Story Girls

Growing a culture of imaginative play.

A few weeks ago my heart nearly stopped at the sound of a panicked stampede coming up the basement stairs, until I finally made out the words that my two little girls were shrieking: “Anne! Anne! She’s drowning!” Once I recovered from my laughing fit, and the relief that a giant spider wasn’t downstairs waiting to be dispatched, I assured small Diana and Jane Andrews that help was coming.

“Come on, let’s go see if she’s okay!” said one to the other. Exeunt merry little feet.

Yesterday, I learned how to fashion umbrellas from paper plates and Lincoln Log sticks. They were rudimentary — MacGyver would have done a better job — but they pleased the two Mary Poppinses waiting at my feet. It’s impossible to do one’s work as a flying nanny without the proper accoutrements, as you may already know.

These two sister-friends sometimes need their time apart, but their friendship flourishes as between cohorts in adventure, and rightfully so. They are fellow citizens in countless worlds.

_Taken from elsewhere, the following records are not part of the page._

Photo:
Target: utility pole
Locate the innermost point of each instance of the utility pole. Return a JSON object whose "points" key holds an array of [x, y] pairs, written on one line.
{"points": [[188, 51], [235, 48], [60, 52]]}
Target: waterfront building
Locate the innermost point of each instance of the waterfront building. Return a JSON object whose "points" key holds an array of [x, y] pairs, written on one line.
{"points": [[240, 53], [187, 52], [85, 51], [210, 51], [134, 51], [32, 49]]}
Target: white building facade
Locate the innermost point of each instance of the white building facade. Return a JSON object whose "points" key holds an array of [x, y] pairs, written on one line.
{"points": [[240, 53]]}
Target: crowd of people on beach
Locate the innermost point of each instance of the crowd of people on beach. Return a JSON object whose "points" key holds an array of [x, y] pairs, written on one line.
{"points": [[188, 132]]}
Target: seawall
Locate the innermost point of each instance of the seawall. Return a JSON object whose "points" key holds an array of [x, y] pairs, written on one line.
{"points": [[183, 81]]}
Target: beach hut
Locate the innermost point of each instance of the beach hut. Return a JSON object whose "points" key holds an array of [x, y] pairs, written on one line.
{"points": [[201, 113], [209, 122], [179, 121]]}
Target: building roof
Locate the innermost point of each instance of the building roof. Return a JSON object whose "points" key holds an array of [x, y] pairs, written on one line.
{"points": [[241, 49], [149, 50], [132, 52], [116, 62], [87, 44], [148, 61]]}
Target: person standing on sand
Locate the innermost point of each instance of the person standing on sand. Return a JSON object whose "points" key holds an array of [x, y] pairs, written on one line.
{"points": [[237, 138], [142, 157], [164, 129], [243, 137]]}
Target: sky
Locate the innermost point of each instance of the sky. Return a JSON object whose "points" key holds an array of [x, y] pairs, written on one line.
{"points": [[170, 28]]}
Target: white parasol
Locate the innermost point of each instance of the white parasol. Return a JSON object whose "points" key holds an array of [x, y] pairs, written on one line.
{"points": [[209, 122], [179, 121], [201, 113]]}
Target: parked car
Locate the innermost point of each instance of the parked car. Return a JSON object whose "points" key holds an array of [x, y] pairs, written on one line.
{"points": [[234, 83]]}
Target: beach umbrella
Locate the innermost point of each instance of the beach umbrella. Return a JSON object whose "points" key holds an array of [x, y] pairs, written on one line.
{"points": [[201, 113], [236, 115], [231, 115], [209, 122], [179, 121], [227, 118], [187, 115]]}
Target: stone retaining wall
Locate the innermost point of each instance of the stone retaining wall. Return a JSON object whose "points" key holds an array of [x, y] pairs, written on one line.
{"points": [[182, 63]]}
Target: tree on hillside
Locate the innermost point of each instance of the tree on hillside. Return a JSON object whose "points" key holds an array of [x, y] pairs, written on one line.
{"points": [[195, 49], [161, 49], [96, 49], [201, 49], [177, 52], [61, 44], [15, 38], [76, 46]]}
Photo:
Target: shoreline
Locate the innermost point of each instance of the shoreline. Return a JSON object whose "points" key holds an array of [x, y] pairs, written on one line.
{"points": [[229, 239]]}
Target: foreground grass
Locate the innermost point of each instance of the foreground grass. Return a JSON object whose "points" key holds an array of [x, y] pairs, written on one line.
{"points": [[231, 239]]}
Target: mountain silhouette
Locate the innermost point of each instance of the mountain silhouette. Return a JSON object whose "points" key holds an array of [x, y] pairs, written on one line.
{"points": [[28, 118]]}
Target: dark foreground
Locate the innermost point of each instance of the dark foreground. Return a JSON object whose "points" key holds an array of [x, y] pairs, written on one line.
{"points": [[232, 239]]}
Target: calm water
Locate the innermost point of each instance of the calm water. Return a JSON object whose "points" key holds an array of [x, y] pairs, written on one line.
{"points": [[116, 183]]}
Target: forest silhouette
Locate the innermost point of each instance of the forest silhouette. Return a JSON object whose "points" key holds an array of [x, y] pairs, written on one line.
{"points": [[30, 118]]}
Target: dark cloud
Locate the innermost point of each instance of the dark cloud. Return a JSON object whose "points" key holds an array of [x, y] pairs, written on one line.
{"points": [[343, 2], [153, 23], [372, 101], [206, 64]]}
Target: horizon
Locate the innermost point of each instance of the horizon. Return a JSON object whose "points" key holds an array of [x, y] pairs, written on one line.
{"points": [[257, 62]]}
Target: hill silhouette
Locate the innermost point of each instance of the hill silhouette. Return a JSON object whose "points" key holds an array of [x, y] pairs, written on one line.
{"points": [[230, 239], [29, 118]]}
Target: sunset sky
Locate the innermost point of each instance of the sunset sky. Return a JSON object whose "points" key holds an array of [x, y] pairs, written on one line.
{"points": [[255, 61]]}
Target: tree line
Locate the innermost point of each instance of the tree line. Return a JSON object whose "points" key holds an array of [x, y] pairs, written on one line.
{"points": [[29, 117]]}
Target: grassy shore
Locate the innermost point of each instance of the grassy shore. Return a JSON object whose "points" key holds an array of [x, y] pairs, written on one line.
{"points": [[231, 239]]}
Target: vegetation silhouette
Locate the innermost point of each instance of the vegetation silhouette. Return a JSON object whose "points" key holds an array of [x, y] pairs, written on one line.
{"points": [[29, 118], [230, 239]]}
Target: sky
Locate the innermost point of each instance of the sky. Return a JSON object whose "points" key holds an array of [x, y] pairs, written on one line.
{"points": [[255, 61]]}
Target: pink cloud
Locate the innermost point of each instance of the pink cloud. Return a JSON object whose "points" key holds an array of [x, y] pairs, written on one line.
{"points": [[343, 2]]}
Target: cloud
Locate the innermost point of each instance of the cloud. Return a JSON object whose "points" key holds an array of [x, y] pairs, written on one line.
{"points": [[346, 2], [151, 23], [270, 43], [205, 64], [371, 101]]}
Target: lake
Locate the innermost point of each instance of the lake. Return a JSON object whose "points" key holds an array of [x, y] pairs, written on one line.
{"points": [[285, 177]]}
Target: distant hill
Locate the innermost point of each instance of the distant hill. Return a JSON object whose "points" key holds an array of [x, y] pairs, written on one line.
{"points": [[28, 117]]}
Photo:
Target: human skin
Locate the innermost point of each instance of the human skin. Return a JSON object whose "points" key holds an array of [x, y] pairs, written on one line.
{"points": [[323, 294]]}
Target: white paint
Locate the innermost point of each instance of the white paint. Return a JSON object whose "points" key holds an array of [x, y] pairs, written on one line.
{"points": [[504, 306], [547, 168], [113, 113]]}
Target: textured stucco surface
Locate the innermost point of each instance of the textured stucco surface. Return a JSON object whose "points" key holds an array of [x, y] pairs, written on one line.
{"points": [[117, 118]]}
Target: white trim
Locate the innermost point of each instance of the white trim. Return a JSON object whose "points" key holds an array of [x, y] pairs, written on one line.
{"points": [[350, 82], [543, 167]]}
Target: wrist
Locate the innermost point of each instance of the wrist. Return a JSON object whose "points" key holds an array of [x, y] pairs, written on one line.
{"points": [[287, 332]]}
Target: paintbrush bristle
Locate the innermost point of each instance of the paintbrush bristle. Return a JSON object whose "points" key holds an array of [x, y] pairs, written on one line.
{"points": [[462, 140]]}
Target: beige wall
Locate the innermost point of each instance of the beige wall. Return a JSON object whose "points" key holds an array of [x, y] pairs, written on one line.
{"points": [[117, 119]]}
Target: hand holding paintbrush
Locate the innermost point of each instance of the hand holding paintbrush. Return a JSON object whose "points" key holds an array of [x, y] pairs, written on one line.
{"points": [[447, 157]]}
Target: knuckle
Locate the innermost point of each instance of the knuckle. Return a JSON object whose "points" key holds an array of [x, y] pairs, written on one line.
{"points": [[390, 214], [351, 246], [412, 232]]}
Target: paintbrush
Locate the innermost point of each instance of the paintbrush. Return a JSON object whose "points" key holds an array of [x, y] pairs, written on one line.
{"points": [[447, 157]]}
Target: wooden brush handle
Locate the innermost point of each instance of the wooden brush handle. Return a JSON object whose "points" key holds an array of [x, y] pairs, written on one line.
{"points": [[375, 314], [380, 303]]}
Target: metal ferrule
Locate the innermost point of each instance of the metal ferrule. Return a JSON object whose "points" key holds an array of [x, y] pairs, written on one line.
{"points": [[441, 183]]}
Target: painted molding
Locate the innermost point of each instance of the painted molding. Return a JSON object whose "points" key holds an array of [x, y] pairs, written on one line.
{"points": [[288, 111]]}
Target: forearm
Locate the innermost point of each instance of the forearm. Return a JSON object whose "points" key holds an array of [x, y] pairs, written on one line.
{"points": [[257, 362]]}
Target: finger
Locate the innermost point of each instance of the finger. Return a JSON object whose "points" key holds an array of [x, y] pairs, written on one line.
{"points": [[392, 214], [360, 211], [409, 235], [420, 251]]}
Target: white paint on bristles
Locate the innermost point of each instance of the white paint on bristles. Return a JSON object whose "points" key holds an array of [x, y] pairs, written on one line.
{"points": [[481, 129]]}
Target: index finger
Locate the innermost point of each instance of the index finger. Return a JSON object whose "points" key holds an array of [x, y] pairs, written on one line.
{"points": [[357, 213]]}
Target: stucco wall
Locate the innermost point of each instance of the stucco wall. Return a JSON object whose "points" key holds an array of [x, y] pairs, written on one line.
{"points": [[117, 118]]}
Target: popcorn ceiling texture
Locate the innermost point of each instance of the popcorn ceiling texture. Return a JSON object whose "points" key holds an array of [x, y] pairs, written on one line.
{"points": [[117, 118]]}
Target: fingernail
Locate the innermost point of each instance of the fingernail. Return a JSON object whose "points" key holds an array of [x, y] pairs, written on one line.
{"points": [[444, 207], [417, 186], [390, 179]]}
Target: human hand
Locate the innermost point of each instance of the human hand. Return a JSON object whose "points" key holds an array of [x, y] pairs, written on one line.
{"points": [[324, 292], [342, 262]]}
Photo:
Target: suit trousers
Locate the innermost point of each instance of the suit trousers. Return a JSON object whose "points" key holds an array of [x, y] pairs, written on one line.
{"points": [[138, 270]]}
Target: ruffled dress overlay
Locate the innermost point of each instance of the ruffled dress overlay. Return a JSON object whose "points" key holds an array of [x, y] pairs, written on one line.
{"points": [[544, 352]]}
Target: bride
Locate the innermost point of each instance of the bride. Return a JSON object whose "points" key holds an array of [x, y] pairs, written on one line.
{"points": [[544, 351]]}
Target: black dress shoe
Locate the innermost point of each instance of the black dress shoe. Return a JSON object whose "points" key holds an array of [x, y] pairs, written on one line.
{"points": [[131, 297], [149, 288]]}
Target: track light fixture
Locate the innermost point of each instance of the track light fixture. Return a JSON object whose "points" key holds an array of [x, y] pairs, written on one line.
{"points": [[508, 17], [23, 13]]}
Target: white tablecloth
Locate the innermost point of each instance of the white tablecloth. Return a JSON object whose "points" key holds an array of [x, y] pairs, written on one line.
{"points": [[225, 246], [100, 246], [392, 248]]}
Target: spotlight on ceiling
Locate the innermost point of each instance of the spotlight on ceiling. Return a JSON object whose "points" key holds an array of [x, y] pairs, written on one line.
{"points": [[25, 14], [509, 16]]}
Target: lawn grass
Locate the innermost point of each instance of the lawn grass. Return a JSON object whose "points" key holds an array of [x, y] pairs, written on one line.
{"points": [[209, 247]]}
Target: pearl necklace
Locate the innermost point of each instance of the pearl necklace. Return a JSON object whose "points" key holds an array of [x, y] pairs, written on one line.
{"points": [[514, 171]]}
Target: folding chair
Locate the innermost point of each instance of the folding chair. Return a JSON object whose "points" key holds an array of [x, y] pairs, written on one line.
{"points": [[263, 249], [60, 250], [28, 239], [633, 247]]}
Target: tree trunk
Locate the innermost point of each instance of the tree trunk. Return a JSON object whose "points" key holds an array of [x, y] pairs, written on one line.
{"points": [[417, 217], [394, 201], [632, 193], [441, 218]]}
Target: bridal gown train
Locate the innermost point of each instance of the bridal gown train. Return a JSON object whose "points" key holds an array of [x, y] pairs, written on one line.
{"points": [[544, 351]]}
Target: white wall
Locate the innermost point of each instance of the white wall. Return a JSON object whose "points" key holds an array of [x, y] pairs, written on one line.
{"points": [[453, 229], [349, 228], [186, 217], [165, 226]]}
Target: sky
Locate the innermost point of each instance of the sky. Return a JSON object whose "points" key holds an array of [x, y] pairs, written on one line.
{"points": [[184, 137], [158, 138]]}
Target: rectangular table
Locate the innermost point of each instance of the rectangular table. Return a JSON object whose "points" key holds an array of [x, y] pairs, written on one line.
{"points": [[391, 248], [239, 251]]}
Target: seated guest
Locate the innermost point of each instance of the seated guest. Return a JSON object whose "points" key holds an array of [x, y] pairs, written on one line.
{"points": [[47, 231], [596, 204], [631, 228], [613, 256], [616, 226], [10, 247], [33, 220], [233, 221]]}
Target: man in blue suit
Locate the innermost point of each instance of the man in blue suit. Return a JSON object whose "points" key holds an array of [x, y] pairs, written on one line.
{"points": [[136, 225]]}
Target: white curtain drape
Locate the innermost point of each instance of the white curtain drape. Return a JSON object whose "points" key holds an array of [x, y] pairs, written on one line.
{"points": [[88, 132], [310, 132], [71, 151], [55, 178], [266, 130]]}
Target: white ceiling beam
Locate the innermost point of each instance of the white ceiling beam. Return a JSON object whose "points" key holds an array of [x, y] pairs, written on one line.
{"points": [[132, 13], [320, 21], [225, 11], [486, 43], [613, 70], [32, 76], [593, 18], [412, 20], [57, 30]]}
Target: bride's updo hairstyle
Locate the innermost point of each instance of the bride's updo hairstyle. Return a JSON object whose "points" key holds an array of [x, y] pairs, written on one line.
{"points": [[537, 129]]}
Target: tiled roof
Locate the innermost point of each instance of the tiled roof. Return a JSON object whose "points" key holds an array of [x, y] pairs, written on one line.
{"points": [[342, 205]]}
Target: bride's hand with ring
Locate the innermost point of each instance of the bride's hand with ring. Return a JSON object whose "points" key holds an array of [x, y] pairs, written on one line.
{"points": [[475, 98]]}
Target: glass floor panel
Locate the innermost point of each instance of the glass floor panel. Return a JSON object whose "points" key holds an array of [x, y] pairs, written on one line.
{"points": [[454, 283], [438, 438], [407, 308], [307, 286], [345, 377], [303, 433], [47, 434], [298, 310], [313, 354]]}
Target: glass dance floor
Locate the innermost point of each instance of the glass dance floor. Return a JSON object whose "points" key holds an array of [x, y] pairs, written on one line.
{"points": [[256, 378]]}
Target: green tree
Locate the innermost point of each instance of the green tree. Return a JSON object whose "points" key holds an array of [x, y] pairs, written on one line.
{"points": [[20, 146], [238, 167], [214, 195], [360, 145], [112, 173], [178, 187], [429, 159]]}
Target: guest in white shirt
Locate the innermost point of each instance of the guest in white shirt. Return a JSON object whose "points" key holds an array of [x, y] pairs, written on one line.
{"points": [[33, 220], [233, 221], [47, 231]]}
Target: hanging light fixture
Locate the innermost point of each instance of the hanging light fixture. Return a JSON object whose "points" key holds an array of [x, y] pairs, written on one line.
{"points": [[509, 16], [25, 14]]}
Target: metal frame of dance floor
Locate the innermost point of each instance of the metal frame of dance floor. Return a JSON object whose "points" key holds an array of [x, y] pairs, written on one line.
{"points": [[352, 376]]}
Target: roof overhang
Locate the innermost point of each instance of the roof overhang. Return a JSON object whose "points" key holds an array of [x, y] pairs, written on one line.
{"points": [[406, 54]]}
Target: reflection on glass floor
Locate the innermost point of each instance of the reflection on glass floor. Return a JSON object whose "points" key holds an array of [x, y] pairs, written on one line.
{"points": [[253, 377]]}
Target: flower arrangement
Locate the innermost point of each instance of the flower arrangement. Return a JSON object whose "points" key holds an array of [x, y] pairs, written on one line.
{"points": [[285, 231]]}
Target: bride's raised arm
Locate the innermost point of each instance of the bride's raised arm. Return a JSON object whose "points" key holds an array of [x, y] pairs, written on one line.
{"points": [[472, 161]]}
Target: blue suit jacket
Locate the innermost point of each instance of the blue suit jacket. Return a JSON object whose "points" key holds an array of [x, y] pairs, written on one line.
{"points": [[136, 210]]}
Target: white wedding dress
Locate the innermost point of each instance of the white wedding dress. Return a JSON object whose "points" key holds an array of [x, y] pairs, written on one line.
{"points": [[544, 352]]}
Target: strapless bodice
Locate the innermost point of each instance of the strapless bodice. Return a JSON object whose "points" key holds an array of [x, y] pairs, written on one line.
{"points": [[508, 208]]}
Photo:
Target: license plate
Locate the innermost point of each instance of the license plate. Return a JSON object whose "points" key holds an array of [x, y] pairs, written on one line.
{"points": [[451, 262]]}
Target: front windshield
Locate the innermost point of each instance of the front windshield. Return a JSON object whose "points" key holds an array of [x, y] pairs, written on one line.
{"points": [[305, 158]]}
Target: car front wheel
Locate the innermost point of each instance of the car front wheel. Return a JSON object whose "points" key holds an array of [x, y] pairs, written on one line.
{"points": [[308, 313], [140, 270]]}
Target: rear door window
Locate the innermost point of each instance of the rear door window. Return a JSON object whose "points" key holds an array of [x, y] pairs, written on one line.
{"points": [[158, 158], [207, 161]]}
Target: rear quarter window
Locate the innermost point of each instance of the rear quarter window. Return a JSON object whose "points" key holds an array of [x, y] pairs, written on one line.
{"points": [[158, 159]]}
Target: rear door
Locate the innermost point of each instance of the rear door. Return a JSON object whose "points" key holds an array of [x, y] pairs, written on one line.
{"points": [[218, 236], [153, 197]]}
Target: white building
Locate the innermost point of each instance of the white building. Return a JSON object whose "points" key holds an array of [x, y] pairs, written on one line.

As a family, we’ve read and listened to books together since the days when I was great with my firstborn. We’ve said goodnight to the moon, picked blueberries with Sal, and walked through Paris at half past nine so many times that even my husband and I now have an extra line of communication. When he took the girls outside to make a snowman last month, he videotaped our younger daughter padding snow onto the icy head while repeatedly saying, “Pliff, ploof,” and showed it to me with great amusement later that evening. Neither of us had to cite Mouse’s First Snow aloud to recognize the little character she was imitating. The four of us have developed a vernacular as we’ve read together, and each shared story has added to the language of connection.

Outside our home, I get a delighted thrill when I meet others who have explored my favorite story-lands. In the company of fellow travelers, I don’t need to describe the terrain or point out features worth exploring; we can share straightaway the personal connections we have to the details in the book, and why certain landmarks or characters have lodged in our memories. And every once in a while I come across a truly kindred spirit: a person with whom it’s enough to say a single name — and the magic that’s as dear to us as the details of our “real” lives comes rushing back. Avonlea. Rivendell. Orchard House. Ingleside. Mole End. The Lupine Lady. Sarah Wheaton. Susan Sowerby. Mr. Edwards. Puddleglum. Whenever this happens, I have the sense of having found “my people,” like expatriates who meet by happenstance abroad.

For now, my closest people live under the same roof, and it’s an indescribable privilege to watch two of them come into their own stories with the help of the volumes on our shelves. The books we own, to borrow the words of Anne Shirley Blythe, are friends. Trusted ones. They’ve served as kindling for conversations on difficult topics, and guided us to vistas of beauty that we’d never have glimpsed otherwise. The act of sharing stories like these has given us roots and anchors for our discussions and play.

It also gives rise to creative courage, I notice. Whenever I participate in my daughters’ play, even in the slightest of ways — “I’m Mary and she’s Laura and you’re Ma, Mommy! Bye; we’re off to school!” “Bye! Don’t forget your lunches!” — the receptive imagination blooms all the more quickly into the expressive imagination. They draw. They dance. They dream up sequels to books that ended far too soon. Small hands dish up Lincoln Log pasta and take up purse-strap reins to ride off into the sunset on Black Beauty, our faithful piano bench; nothing is safe from the honor and peril of being woven into a tale.

As their parents, we do what we can to encourage these revels, partly because we benefit from secondhand exposure to so much joy, and partly because we hope that, someday, our children will recognize just how deeply their own lives are intertwined with the great eucatastrophic Story.i Someday they will know what the imagination at its height is meant to be: “the presence of the spirit of God,”ii the faculty that sharpens our vision on the dim looking-glass of these days. The sense that enables us to constantly pierce through to and be pierced by deeper realities.

To that end, we’re making room for the imagination in our home through story. We’re pushing soft chairs together to form fishing boats, making whooshing sounds and toggling the light switch like mad so that our preschooler will remember the commanding peace of The Captain of the Storm.iii We’re relating episodes from our own childhoods over the dinner table and listening to The Voyage of the Dawn Treader during chore time. In this chapter of our lives, it’s not always easy for me to remember to treat the imagination as a priority, but it still grows well in the million tiny words scattered throughout the house — a million glimmers of honesty and wonder that pool together to help us reflect on the fullness of God.

i Eucatastrophe: “the sudden joyous ‘turn’” in fairy-story; for a more complete explanation, see J.R.R. Tolkien’s “On Fairy-Stories.”

ii George MacDonald, “The Imagination: Its Function and its Culture,” www.george-macdonald.com/etexts/the_imagination.html

iii Sally Lloyd Jones, The Jesus Storybook Bible.